XChfSardo: Yes.
That hadn’t been a typing delay. Was she talking to him? Thinking about whether she was okay or not?
She’d said Ben was in a bad mood, and Allie could just imagine May placating him. She was sweet like that, always trying to smooth over trouble, to keep people from fighting. May didn’t do well with excess emotion of any kind—too much anger, too much sadness, even too much excitement or elation, and she’d try to find a way to bring the level down.
They were so different. Allie was the small one, but otherwise she was all excess—an explosion of hair and language and big, dramatic feelings—while May was so much bigger but quieter in every way that counted. Her earth-toned clothes and her empathetic, emotion-dampening ways.
And yet here Allie was, about to get married to the kind, quiet boy next door, while May was in New York, possibly instigating a fling with a stern-featured, ticked-off man right after making national news for attacking Dan in front of an audience.
Allielooya: We’ve swapped lives.
XChfSardo: ?
XChfSardo: Did u stab Matty w a fork?
Allielooya: Never mind. Tell me again U R ok.
XChfSardo: I’m great.
Allielooya: U can’t bullshit me.
XChfSardo: Not. Past few days have been crazy.
Allielooya: What kind of crazy?
XChfSardo: Every kind. Difficult & confusing sometimes.
Allielooya: U hate difficult & confusing.
XChfSardo: I know. But it’s ok. Fun, too.
Allielooya: Does not compute.
XChfSardo: I know! Don’t worry. I’m having Life Experiences.
Allie snorted. Their mother was big on “life experiences,” at least in the abstract.
Allielooya: Life xperiences r scary. U need training wheels.
XChfSardo: Nope. Dived in deep end. It’s ok—I can swim!
Allielooya: But the sharks! The eels! Sharp coral! Aaaaaa!
XChfSardo: U sound like Mom.
Allielooya: Somebody has to. If not u …
XChfSardo: Ha. Very funny.
Allielooya: Seriously, ur safe w him?
XChfSardo: Definitely. Don’t worry.
XChfSardo: Has Dan called?
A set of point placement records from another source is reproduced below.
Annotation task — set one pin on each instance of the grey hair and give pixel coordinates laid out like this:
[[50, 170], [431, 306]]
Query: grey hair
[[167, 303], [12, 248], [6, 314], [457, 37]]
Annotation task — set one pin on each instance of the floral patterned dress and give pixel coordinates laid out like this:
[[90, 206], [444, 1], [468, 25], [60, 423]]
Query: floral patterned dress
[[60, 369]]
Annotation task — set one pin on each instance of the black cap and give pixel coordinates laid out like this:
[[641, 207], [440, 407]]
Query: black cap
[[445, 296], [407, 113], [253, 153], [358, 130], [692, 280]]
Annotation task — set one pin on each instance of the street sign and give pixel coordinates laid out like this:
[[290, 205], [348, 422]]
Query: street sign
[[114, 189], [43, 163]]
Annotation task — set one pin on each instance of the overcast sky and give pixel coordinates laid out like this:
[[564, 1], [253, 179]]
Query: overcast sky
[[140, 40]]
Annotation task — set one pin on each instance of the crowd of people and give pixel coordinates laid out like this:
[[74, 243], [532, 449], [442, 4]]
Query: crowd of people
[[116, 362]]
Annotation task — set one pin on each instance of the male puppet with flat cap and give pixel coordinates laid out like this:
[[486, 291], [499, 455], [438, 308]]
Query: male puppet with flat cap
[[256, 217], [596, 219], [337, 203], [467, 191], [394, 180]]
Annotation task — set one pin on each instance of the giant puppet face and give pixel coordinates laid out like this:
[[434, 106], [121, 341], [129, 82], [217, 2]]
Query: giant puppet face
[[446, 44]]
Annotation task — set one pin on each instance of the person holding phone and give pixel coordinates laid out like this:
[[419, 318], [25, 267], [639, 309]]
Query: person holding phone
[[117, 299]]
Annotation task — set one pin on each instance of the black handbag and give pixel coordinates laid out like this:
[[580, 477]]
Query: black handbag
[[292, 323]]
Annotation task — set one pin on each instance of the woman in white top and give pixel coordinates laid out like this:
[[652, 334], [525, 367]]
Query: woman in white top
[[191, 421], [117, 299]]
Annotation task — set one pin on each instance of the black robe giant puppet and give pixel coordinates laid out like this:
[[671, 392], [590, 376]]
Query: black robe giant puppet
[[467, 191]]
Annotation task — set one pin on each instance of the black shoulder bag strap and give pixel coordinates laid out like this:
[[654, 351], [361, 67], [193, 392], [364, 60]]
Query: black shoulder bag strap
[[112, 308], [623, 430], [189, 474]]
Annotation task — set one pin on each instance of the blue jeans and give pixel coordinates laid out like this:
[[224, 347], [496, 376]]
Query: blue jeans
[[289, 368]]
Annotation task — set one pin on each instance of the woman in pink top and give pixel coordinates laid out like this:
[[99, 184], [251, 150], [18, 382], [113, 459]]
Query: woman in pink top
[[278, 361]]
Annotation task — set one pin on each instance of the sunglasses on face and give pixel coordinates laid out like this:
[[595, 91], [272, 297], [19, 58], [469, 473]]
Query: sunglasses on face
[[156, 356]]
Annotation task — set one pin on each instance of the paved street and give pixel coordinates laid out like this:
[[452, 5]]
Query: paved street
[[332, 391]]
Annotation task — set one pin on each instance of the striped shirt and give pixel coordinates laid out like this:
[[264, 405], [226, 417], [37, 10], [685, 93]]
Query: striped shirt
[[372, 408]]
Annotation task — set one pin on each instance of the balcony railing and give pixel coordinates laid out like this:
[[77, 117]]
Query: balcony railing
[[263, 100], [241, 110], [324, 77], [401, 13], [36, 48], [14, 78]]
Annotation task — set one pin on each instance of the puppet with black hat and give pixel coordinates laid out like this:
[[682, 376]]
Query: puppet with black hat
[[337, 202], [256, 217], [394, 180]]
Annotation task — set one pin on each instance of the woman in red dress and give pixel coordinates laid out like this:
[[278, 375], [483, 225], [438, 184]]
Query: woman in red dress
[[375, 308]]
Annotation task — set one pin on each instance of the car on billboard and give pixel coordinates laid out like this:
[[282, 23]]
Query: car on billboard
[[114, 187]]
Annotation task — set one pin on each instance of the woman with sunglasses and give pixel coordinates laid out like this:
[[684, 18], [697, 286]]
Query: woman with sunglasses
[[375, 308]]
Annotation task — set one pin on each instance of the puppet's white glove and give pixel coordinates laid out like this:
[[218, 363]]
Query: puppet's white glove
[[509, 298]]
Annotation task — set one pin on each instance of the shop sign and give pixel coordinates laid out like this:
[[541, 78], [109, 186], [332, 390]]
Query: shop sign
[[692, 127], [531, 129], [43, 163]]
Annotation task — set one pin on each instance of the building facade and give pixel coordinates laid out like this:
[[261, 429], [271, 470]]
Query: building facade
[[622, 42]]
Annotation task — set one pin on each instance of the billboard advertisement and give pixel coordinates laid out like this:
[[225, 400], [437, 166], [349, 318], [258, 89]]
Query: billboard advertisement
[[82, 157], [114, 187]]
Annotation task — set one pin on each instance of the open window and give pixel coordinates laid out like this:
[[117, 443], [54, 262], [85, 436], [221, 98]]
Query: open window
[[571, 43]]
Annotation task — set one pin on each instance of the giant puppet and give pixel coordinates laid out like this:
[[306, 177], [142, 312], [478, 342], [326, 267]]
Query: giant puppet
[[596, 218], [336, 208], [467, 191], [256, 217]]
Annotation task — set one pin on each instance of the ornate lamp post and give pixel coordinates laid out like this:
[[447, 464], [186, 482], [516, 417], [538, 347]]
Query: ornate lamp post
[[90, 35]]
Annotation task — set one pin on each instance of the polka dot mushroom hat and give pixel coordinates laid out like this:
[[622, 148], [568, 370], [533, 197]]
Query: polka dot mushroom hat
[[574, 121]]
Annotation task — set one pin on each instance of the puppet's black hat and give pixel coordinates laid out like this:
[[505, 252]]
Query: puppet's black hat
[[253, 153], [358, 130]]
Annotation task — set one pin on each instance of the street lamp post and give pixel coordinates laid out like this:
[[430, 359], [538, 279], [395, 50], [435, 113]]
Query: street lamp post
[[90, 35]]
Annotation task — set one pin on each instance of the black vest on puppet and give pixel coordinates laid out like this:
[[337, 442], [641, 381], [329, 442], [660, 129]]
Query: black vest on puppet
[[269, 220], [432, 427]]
Strange radio silence.
Allie’s fingers hovered over the keyboard. She typed Dan is here, then stared at the words.
If May knew, she’d feel guilty. Maybe she’d feel like she had to rush home even sooner, like Dan was a problem she had to solve. But she’d broken up with him. She wasn’t responsible for him anymore.
What would May think if she knew that Dan had been hanging around the cabin, still welcome in the family after she’d kicked him out of her life? Wouldn’t that seem disloyal?
The cursor blinked.
Allie deleted the sentence and typed,
Don’t worry about Dan. Is Ben a good kisser?
It was a hunch. Not quite serious, not quite a joke—the question they’d asked each other about every guy they’d been interested in during college and ever since. They asked it of strangers they ogled at concerts, of first dates and third dates.
It meant, Have you kissed him?
It meant, How serious is this?
After a moment, May’s answer came through with a chime.
Un-fucking-believable.
It was Allie’s word—the highest praise she had to offer on the kissing scale she had developed in college.
A loaded response, because Allie had always maintained that if a guy was an un-fucking-believable kisser, she had no choice but to sleep with him. Un-fucking-believable kissers didn’t come along often enough to waste.
Again, her fingers hovered over the keyboard. But she took a deep breath and typed anyway, because she knew if she’d been in May’s position, May would have done it for her.
Allielooya: Ur path is clear, grasshopper.
XChfSardo: o_0
XChfSardo: I should go.
XChfSardo: XOXOXOXOXOXO
Allie was smiling faintly as she switched off her phone.
Back at the cabin, everyone was waiting for May to come to her senses, but Allie was starting to hope she wouldn’t. At least, not right away.
May had never cut loose, never done bad things just to feel the rush, never chased after inappropriate men or woken up in an unfamiliar bedroom with a hangover and a weird rash.
Was it wrong to want her to have some of that?
Was it wrong to want her to cut loose while also hoping, rather desperately, that she’d come home and get back together with Dan and tell Allie what to do and fix this mess?
Probably. Allie was wrong most of the time. And she felt so stuck, with the wedding coming up, that she pretty much had to be living vicariously through May.
But May deserved her fun after what Dan had done. She could put things back together later, after she’d bonked the hottie with the jaw of steel and the nice forearms. Allie would return to the cabin and tell everyone May wasn’t coming. Send Dan on home. Make up something to tell Mom that would give May this little bit of breathing room she needed.